COMPMID-1773: Replaced Gemm wrapper for NEGEMM in NEWinograd
Change-Id: I68c648a5246fcdc67a496602089f93d65eb1d601
diff --git a/arm_compute/runtime/NEON/functions/NEWinogradConvolutionLayer.h b/arm_compute/runtime/NEON/functions/NEWinogradConvolutionLayer.h
index 5da6331..292c70b 100644
--- a/arm_compute/runtime/NEON/functions/NEWinogradConvolutionLayer.h
+++ b/arm_compute/runtime/NEON/functions/NEWinogradConvolutionLayer.h
@@ -31,7 +31,8 @@
#include "arm_compute/runtime/CPP/functions/CPPPermute.h"
#include "arm_compute/runtime/MemoryGroup.h"
#include "arm_compute/runtime/NEON/functions/NEActivationLayer.h"
-#include "arm_compute/runtime/NEON/functions/NEGEMMAssemblyDispatch.h"
+#include "arm_compute/runtime/NEON/functions/NEGEMM.h"
+
#include "arm_compute/runtime/Tensor.h"
#include <memory>
@@ -103,7 +104,7 @@
private:
MemoryGroup _memory_group;
- NEGEMMAssemblyDispatch _asm_glue;
+ NEGEMM _gemm_function;
std::unique_ptr<INEKernel> _transform_input_kernel;
std::unique_ptr<INEKernel> _transform_output_kernel;
std::unique_ptr<INEKernel> _transform_weights_kernel;
diff --git a/src/runtime/NEON/functions/NEWinogradConvolutionLayer.cpp b/src/runtime/NEON/functions/NEWinogradConvolutionLayer.cpp
index 569db37..c8e3b3b 100644
--- a/src/runtime/NEON/functions/NEWinogradConvolutionLayer.cpp
+++ b/src/runtime/NEON/functions/NEWinogradConvolutionLayer.cpp
@@ -235,7 +235,7 @@
} //namespace
NEWinogradConvolutionLayer::NEWinogradConvolutionLayer(std::shared_ptr<IMemoryManager> memory_manager)

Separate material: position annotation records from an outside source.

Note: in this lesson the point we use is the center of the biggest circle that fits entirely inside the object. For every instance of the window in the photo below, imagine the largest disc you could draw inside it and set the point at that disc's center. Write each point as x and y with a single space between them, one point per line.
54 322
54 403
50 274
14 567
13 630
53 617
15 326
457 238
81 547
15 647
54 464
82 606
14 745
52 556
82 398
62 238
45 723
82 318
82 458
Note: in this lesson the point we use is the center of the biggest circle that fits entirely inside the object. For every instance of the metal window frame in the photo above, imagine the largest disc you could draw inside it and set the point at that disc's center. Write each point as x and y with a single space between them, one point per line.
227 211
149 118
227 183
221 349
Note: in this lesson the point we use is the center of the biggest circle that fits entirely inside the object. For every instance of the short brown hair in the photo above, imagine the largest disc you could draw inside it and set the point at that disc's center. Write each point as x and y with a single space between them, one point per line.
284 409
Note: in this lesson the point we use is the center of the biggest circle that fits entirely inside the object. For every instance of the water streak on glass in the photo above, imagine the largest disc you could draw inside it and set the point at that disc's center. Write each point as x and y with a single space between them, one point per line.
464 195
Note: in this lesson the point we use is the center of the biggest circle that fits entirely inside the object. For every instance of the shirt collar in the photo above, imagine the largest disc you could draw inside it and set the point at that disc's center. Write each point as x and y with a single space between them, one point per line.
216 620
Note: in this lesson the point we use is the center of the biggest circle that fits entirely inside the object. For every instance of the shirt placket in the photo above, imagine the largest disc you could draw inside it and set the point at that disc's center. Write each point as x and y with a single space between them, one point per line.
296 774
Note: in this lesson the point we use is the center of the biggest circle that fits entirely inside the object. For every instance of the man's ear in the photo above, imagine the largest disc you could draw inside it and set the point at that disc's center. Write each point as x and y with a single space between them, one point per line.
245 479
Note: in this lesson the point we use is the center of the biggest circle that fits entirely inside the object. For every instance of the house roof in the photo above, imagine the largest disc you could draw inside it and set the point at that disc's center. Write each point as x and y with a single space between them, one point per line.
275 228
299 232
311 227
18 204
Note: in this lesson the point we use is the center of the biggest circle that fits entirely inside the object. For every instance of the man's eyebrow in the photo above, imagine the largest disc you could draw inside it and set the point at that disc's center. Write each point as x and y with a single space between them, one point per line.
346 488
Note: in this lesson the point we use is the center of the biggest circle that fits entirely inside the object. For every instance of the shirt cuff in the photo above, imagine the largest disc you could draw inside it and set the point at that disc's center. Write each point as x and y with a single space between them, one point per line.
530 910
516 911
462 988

- : _memory_group(memory_manager), _asm_glue(memory_manager), _transform_input_kernel(nullptr), _transform_output_kernel(nullptr), _transform_weights_kernel(nullptr), _activationlayer_function(),
+ : _memory_group(memory_manager), _gemm_function(memory_manager), _transform_input_kernel(nullptr), _transform_output_kernel(nullptr), _transform_weights_kernel(nullptr), _activationlayer_function(),
_permute_input(), _permute_weights(), _permute_output(), _input_workspace(), _output_workspace(), _kernel_storage(), _input_nhwc(), _output_nhwc(), _weights_hwio(), _input(), _weights(), _output(),
_is_prepared(false), _is_activationlayer_enabled(false)
{
@@ -484,8 +484,7 @@
}
_weights_hwio.allocator()->allocate();
-
- _asm_glue.configure(&_input_workspace, &_kernel_storage, &_output_workspace, 1.0f, 0.f, false);
+ _gemm_function.configure(&_input_workspace, &_kernel_storage, nullptr, &_output_workspace, 1.0f, 0.f);
_input_workspace.allocator()->allocate();
_kernel_storage.allocator()->allocate();
_output_workspace.allocator()->allocate();
@@ -525,7 +524,7 @@
NEScheduler::get().schedule(_transform_input_kernel.get(), Window::DimX);
//Run 16 GEMMs in multiple threads, each kernel runs one or more GEMMs
- _asm_glue.run();
+ _gemm_function.run();
// Transform output tensor to the spatial domain
NEScheduler::get().schedule(_transform_output_kernel.get(), Window::DimX);